На миг мне показалось, что собеседница немного не в себе. Или это мне опять сделалось худо, и я, впав в забытьё, беседую с коровой?

– Как это? – осторожно осведомился я.

– Коренные народы этих мест, саха и те, кого вы называете тунгусами, издавна жили при коммунизме. Потом явились русские, немцы, евреи, армяне и другие народы. Они отменили наш коммунизм. А потом пришли большевики. Эти толковали о коммунизме, ничего в нём не смысля. Вот и ты говоришь о большевиках, об их партии, но ты ничего не знаешь о коммунизме. И в университете тебе об этом не расскажут.

Удостоверившись в неадекватности собеседницы, я уселся на мягкий мох, устилавший лесную прогалину. Веселиться так веселиться! Эх, жаль Канкасова этого не услышит! Такое развлечение за деньги не купишь. Какие там танцы под живую музыку, пусть даже в «Арагви»! Заметив моё движение, корова шумно вздохнула и, тяжело переступая копытами, повернулась ко мне задом. Ни одна из собак и ухом не повела, а женщина принялась плести свою косу. Руки её двигались проворно. Наблюдая за мельканием её костистых, с выступающими венами кистей, я, основываясь на полученной информации, принялся прикидывать её годы. Получалось не мало.
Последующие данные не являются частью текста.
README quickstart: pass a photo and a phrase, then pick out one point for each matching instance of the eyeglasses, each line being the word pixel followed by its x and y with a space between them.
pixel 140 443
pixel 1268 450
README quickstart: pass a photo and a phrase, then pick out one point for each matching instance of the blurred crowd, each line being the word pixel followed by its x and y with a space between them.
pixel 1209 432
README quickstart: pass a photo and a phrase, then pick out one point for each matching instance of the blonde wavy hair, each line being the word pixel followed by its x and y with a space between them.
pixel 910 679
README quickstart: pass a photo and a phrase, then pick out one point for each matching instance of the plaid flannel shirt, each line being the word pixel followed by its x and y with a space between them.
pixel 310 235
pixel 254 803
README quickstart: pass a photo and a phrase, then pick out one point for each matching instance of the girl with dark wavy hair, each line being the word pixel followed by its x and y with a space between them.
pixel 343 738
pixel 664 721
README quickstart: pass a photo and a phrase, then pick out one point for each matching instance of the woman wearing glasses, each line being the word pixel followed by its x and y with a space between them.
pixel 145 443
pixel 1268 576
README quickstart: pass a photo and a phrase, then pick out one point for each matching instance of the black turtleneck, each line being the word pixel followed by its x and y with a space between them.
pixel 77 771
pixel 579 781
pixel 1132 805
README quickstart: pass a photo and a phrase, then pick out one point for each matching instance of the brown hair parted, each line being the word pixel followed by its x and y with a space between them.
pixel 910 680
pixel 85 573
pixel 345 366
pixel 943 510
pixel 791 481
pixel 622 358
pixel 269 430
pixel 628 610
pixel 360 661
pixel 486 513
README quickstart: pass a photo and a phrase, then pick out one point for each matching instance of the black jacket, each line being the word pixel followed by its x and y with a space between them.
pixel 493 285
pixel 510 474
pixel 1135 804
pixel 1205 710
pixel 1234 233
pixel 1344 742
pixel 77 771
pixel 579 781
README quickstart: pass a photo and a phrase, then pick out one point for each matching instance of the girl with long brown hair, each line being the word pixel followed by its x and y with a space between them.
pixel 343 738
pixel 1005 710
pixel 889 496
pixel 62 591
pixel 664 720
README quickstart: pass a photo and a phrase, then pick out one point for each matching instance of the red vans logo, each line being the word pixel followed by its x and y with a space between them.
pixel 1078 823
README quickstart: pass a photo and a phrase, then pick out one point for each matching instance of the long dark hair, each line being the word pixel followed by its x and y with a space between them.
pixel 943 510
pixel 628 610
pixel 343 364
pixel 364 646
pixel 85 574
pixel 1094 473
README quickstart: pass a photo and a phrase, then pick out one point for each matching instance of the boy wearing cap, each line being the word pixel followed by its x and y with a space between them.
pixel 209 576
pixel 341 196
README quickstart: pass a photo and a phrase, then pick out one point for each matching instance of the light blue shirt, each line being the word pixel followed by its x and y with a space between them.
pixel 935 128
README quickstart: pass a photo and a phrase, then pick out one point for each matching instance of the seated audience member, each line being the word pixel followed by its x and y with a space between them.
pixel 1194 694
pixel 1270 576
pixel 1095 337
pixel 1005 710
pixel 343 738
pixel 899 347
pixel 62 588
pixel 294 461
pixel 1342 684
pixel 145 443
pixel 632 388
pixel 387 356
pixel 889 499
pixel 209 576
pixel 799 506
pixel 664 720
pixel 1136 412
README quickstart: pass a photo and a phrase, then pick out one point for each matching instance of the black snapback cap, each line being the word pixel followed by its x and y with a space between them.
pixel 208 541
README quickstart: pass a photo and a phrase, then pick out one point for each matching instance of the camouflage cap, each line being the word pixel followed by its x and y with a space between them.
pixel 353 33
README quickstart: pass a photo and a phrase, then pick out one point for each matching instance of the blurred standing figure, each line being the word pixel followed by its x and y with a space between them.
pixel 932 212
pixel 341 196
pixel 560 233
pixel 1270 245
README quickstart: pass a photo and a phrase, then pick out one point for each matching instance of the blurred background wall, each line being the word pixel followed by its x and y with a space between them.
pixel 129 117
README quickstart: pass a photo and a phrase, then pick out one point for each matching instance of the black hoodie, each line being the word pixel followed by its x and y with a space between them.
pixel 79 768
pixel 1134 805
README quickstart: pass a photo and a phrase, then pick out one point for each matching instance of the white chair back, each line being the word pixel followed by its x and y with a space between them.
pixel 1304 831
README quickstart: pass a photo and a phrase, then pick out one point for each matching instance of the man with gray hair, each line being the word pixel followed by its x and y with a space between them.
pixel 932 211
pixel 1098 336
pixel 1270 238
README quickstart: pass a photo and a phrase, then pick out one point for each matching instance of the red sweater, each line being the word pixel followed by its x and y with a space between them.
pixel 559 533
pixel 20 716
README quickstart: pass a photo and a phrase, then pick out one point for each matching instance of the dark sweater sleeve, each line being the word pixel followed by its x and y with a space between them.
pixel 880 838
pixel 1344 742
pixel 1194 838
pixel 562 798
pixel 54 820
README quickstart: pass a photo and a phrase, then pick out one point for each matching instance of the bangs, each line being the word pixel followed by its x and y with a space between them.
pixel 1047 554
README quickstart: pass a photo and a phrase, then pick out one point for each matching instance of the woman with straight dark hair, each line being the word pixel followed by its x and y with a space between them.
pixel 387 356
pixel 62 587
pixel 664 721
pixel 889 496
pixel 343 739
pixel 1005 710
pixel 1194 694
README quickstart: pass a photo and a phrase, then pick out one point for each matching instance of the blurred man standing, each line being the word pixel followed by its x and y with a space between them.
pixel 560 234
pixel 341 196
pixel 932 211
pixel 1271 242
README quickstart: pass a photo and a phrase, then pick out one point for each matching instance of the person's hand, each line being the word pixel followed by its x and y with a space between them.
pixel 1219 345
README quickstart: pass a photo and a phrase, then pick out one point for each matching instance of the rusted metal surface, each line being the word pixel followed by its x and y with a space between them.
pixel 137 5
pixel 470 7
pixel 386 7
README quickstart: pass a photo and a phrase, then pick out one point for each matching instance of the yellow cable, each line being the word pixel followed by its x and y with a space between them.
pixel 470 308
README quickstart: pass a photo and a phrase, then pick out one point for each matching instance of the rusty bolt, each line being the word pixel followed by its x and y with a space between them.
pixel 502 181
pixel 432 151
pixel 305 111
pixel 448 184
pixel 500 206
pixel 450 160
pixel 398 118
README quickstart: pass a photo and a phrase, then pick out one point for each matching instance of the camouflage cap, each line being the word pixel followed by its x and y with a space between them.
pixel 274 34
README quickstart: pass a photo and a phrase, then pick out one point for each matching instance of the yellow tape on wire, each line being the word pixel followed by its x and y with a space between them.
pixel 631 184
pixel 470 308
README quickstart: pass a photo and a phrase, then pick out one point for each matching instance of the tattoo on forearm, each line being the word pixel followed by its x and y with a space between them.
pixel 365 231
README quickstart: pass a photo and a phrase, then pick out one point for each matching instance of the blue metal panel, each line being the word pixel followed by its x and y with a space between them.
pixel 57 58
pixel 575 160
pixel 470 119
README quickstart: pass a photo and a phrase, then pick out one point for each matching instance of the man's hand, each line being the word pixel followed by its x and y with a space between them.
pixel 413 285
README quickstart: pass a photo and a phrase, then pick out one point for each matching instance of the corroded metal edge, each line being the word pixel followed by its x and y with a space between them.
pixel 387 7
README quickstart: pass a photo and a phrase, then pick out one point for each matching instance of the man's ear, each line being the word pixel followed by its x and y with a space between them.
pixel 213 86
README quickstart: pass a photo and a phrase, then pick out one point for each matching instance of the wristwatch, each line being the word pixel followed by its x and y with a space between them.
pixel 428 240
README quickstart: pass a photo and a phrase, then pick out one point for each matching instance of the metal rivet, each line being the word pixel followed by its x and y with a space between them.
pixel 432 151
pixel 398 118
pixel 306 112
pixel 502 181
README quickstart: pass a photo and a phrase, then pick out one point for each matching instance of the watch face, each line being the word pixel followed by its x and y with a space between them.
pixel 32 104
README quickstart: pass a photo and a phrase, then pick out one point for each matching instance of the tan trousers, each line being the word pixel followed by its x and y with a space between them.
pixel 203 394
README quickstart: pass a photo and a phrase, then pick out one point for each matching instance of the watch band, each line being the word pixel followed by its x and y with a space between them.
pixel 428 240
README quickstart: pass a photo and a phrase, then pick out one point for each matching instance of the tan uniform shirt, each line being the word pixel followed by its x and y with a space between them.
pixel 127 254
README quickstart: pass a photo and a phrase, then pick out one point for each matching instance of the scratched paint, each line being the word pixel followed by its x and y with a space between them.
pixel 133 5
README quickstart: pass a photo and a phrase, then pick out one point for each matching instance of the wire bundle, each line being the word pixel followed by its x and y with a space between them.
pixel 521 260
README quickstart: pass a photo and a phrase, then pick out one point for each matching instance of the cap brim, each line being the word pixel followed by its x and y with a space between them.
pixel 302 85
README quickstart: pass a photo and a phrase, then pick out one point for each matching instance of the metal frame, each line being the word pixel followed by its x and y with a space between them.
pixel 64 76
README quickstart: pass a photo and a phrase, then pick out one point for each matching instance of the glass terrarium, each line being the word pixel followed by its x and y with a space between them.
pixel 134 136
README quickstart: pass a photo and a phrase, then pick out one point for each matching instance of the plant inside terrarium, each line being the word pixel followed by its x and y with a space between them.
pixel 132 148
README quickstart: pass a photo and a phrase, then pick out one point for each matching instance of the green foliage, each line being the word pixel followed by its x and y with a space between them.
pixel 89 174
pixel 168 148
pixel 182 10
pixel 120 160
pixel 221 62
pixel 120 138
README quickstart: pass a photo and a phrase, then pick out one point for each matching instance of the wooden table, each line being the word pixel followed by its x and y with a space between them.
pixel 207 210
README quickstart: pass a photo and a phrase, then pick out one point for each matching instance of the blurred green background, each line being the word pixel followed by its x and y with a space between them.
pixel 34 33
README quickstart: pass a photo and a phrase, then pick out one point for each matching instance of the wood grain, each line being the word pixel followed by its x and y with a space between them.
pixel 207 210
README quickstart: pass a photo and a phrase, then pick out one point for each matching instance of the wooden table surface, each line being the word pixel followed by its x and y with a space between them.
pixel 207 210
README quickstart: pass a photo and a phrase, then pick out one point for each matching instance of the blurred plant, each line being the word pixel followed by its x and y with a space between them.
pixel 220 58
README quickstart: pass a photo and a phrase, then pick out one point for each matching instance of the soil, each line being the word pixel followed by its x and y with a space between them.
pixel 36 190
Стоит ли в таком случае удивляться странным разговорам об утраченном коммунизме?

– Тебе не следует сидеть на голой земле – ты не собака, – закончив дело с косой, произнесла она и поднялась на ноги. – Мягкость мха обманчива. Под ним совсем немного земли, тонкий слой, а ниже – вечный лёд. Он вытянет из тебя все силы. А силы тебе ещё понадобятся.

Роста она оказалась немаленького и широка в плечах. Во всём её облике чувствовалась неукротимая энергия. Канкасова называет это charismatic[25]. А мне почему-то вспомнилась минувшая зима и телевизионные репортажи об играх суперсерии НХЛ-СССР по хоккею и выдающийся канадский игрок Фил Эспозито на телеэкране. Конечно, его мужественный профиль ничем не напоминает женский, но charismatic, но обаяние! Пожалуй, моя новая знакомая по этой части ничем не уступает канадскому форварду.

– Мать родила меня в посёлке Чона. Мой отец был шаманом, – проговорила женщина. – Он умер незадолго до того, как я вышла замуж за Осипа и уехала в Нюрбу. А это случилось за год до того, как властью овладели большевики и за двадцать пять лет до того, как продолжилась Великая война. Многие погибли тогда. А потом я потеряла и мою Чону. Её скрыли воды водохранилища.

В глазах её тёмным облачком мелькнула печаль, а я поднялся с земли. Нет, не холода вечного льда испугался я. Просто негоже мужчине сидеть, когда перед ним стоит пожилая женщина.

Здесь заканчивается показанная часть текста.